Given two 1-forms $\phi, \psi \in \bigwedge^1 \mathbb{R}^4$ and the 2-form defined by $\phi \wedge \psi \in \bigwedge^2 \mathbb{R}^4$, then why $(\phi \wedge \psi) \wedge (\phi \wedge \psi) = 0$?
What I've tried is to find for each summand a summand which eliminates with the first one, but it doesn't really work. If I have some vectors $v_1, v_2, v_3, v_4 \in \mathbb{R}^4$ and a permutation $\sigma$ and look at the summand $sgn(\sigma)(\phi \wedge \psi)(v_{\sigma(1)},v_{\sigma(2)})(\phi \wedge \psi)(v_{\sigma(3)},v_{\sigma(4)})$, then if I exchange 1 and 2 (which is a permutation with sign -1), due to the 2-form being alternating I get the same summand (with the same sign so they don't eliminate each other). Also the fact that $\omega \wedge \omega = 0$ for any k-Form $\omega$ with k odd doesn't help here since we're considering a 2-form.
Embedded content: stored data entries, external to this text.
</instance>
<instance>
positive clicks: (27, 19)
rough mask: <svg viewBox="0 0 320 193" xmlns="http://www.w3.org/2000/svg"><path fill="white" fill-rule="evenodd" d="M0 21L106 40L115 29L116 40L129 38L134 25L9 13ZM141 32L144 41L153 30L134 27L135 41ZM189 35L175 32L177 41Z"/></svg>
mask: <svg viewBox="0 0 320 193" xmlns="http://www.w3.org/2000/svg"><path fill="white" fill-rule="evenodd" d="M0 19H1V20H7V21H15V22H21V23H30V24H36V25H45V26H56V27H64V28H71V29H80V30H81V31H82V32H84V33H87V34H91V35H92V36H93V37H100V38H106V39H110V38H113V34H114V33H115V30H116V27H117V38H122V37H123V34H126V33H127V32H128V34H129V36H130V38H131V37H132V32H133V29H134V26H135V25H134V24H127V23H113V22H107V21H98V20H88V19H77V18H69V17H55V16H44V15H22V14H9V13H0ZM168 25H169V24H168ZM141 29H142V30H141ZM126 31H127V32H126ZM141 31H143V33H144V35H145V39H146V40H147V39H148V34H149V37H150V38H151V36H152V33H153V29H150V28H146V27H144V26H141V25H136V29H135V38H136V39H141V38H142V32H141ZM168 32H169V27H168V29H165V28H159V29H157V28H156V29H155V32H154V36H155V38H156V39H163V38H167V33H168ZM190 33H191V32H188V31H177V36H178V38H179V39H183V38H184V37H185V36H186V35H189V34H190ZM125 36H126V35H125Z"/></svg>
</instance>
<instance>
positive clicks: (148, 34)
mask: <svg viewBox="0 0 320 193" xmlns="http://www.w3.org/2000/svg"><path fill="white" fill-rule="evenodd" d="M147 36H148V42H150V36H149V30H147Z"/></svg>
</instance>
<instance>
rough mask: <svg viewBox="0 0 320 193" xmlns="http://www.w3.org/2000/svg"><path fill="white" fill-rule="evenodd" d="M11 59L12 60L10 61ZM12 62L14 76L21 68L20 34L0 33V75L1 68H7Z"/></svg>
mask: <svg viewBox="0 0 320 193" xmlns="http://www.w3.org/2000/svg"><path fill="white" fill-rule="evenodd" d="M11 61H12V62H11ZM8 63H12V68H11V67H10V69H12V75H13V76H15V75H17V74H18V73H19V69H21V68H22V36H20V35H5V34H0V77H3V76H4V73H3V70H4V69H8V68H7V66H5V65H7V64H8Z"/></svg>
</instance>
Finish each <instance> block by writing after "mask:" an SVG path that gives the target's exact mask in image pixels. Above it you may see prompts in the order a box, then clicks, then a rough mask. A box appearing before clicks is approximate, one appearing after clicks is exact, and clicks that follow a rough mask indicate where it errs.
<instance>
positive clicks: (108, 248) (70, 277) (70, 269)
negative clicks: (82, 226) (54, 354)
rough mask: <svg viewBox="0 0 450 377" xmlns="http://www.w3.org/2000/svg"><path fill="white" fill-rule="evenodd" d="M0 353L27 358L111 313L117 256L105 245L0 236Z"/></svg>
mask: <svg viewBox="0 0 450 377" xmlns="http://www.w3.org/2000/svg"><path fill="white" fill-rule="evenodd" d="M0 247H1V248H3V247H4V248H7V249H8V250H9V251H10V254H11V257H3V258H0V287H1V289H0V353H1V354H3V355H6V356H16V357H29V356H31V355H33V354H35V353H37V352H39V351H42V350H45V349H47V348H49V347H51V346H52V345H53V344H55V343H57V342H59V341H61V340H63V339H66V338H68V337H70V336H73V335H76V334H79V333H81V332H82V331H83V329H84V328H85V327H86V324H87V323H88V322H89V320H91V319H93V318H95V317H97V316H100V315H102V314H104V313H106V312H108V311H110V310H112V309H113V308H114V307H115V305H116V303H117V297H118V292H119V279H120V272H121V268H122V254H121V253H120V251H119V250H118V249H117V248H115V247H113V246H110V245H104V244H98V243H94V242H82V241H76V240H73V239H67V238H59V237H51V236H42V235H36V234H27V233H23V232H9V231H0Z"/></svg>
I also know that $\omega \wedge \omega = 0$ doesn't hold for every 2-form $\omega$, so the reason should be the basic form of $\phi \wedge \psi$ but that's about it.
Best Answer
The wedge product is antisymmetric (and thus alternating) on one-forms and associative. Hence
$$(\phi \wedge \psi) \wedge (\phi \wedge \psi) = -(\phi \wedge \psi) \wedge (\psi \wedge \phi) = -\phi \wedge (\psi \wedge \psi) \wedge \phi = -\phi \wedge 0 \wedge \phi = 0$$